In SAARD patients, mRNA SARS-CoV-2 vaccines are effective and safe, both in terms of side-effects and disease flares. Treatment with MMF, RTX and/or MTX compromises anti-SARS-CoV-2 antibody responses, which are restored upon extended treatment modifications without affecting disease activity.
摘要:
研究SARS-CoV-2mRNA疫苗在全身性自身免疫和自身炎症性风湿性疾病(SAARD)患者中的体液反应和安全性。
全国,多中心研究,包括605名SAARD患者和116名对照,前瞻性评估血清抗SARS-CoV-2S1蛋白IgG抗体滴度,副作用,和疾病活动,完成疫苗接种后一个月,在不同的治疗修改策略方面(没有,部分和扩展的修改)。通过数据驱动的多变量逻辑回归分析确定与体液反应障碍相关的独立危险因素。
与对照组以及未进行免疫抑制治疗的SAARD患者相似,对疫苗的反应延长了治疗修改(97.56%vs100%,p=0.2468和97.56%vs97.46%,p分别>0.9999)。相比之下,部分或无治疗改变的患者在87.50%和84.50%的反应,分别。此外,与没有或有部分修饰的SAARD患者相比,接受延长治疗修饰的SAARD患者的抗SARS-CoV-2抗体水平更高(中位数:7.90vs7.06vs7.1,p=0.0003和p=0.0195)。霉酚酸酯(MMF),利妥昔单抗(RTX)和甲氨蝶呤(MTX)对抗SARS-CoV-2体液反应产生负面影响。在10.5%的接种疫苗的患者中,注意到轻微的临床恶化;然而,在不同的改良治疗SAARD亚组中,病情恶化的发生率没有差异.SAARD患者和对照组之间的副作用通常相当。
在SAARD患者中,SARS-CoV-2mRNA疫苗是有效和安全的,在副作用和疾病发作方面。MMF治疗,RTX和/或MTX损害抗SARS-CoV-2抗体反应,在延长治疗修改后恢复,而不影响疾病活动。
全国,多中心研究,包括605名SAARD患者和116名对照,前瞻性评估血清抗SARS-CoV-2S1蛋白IgG抗体滴度,副作用,和疾病活动,完成疫苗接种后一个月,在不同的治疗修改策略方面(没有,部分和扩展的修改)。通过数据驱动的多变量逻辑回归分析确定与体液反应障碍相关的独立危险因素。

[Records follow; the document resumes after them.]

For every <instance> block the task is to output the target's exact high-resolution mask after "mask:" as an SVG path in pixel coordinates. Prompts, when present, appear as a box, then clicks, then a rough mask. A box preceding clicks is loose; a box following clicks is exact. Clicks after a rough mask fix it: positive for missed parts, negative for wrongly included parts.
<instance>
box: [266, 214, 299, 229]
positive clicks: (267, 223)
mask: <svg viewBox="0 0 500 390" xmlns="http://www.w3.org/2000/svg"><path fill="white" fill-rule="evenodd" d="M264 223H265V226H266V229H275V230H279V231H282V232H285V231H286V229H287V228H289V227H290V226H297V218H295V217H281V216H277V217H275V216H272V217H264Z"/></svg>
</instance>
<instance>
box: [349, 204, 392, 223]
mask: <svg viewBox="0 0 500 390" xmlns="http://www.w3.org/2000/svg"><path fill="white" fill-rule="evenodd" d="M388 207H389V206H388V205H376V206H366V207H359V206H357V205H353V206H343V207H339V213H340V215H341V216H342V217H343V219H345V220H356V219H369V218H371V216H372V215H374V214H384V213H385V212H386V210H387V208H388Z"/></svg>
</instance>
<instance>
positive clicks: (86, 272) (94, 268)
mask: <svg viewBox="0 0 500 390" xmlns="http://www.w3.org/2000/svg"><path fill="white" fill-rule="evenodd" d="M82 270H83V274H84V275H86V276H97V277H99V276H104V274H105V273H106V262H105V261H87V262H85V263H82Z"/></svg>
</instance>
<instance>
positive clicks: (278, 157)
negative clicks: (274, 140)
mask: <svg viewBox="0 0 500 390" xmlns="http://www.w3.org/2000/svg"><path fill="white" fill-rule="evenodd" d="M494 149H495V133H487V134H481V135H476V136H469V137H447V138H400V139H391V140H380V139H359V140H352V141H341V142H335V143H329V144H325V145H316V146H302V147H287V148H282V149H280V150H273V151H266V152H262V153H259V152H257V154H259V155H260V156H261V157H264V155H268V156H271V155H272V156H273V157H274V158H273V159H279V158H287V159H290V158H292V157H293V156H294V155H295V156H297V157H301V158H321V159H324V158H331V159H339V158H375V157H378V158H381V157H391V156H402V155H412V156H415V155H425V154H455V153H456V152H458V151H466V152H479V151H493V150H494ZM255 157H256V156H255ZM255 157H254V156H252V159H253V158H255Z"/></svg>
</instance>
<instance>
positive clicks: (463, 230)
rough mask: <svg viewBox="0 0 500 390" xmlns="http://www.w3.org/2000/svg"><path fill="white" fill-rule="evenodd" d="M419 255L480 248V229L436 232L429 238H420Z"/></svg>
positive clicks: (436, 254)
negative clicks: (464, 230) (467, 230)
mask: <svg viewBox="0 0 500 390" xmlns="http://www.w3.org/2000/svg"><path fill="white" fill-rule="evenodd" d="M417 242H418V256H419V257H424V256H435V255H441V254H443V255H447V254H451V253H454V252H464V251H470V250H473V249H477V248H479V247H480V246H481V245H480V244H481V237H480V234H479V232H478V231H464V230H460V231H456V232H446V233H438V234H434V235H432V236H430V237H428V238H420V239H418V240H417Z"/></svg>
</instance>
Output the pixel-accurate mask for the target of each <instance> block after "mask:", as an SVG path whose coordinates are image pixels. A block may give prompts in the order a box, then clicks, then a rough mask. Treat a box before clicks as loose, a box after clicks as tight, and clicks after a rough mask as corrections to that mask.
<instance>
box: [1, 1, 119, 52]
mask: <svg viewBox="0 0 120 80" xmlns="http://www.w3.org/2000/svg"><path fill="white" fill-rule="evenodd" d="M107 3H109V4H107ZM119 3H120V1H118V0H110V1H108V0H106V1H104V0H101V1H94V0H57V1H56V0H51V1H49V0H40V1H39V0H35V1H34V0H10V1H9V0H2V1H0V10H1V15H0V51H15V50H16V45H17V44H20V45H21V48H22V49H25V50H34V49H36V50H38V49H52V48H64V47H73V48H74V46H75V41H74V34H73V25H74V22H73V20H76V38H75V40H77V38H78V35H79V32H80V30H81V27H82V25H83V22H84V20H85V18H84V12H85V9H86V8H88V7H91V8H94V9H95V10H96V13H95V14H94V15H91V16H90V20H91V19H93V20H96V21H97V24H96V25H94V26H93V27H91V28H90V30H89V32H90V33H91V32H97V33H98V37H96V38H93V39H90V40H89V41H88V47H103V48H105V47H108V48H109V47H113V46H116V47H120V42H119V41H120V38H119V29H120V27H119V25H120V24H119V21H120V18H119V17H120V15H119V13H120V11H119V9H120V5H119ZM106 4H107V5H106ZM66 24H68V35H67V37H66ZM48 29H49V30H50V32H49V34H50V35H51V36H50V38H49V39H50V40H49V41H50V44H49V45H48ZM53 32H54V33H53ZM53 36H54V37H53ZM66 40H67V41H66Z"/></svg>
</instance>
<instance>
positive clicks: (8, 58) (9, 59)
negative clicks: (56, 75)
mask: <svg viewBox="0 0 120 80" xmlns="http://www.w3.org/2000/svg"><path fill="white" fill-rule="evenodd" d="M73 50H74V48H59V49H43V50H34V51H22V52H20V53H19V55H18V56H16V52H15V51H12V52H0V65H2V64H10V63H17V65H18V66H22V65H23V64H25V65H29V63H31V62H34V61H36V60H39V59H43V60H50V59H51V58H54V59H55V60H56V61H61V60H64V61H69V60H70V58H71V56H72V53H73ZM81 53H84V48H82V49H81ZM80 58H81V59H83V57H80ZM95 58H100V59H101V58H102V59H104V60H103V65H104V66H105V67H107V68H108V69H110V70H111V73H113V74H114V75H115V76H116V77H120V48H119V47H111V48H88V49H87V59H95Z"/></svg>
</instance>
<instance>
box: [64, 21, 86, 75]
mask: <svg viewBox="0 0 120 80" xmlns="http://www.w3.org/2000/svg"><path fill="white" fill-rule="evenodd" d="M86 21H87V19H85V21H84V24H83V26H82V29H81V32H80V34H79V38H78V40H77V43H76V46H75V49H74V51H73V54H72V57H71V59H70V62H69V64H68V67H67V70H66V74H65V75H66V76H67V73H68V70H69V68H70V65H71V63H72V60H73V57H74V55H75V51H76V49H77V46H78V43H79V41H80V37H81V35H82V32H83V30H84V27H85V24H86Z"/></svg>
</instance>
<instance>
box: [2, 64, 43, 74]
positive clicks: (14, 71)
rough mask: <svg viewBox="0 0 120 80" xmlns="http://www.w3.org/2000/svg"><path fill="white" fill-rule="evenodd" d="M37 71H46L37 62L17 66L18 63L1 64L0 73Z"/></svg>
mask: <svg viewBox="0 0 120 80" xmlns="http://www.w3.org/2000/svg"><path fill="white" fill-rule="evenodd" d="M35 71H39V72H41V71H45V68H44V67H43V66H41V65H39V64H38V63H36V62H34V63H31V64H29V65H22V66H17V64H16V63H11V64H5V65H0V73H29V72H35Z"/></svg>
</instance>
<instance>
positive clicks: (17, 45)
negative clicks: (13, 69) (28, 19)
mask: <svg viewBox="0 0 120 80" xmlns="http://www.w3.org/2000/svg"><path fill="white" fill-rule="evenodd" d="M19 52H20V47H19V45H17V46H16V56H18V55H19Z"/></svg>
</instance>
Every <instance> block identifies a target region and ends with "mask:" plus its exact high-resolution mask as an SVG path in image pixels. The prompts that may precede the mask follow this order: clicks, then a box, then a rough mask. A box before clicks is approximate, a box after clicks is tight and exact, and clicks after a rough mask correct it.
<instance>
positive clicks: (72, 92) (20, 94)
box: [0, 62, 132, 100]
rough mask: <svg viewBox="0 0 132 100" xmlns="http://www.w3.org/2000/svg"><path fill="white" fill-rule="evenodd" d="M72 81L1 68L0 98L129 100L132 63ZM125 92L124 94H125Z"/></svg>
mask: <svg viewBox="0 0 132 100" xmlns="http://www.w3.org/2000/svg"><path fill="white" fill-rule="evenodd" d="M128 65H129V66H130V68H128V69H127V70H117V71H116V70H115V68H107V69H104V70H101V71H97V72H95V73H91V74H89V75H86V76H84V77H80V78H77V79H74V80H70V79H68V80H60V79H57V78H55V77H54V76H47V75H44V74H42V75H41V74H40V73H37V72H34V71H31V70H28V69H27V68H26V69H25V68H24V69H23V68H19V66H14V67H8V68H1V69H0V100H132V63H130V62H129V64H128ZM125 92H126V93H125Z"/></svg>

与对照组以及未进行免疫抑制治疗的SAARD患者相似,对疫苗的反应延长了治疗修改(97.56%vs100%,p=0.2468和97.56%vs97.46%,p分别>0.9999)。相比之下,部分或无治疗改变的患者在87.50%和84.50%的反应,分别。此外,与没有或有部分修饰的SAARD患者相比,接受延长治疗修饰的SAARD患者的抗SARS-CoV-2抗体水平更高(中位数:7.90vs7.06vs7.1,p=0.0003和p=0.0195)。霉酚酸酯(MMF),利妥昔单抗(RTX)和甲氨蝶呤(MTX)对抗SARS-CoV-2体液反应产生负面影响。在10.5%的接种疫苗的患者中,注意到轻微的临床恶化;然而,在不同的改良治疗SAARD亚组中,病情恶化的发生率没有差异.SAARD患者和对照组之间的副作用通常相当。
在SAARD患者中,SARS-CoV-2mRNA疫苗是有效和安全的,在副作用和疾病发作方面。MMF治疗,RTX和/或MTX损害抗SARS-CoV-2抗体反应,在延长治疗修改后恢复,而不影响疾病活动。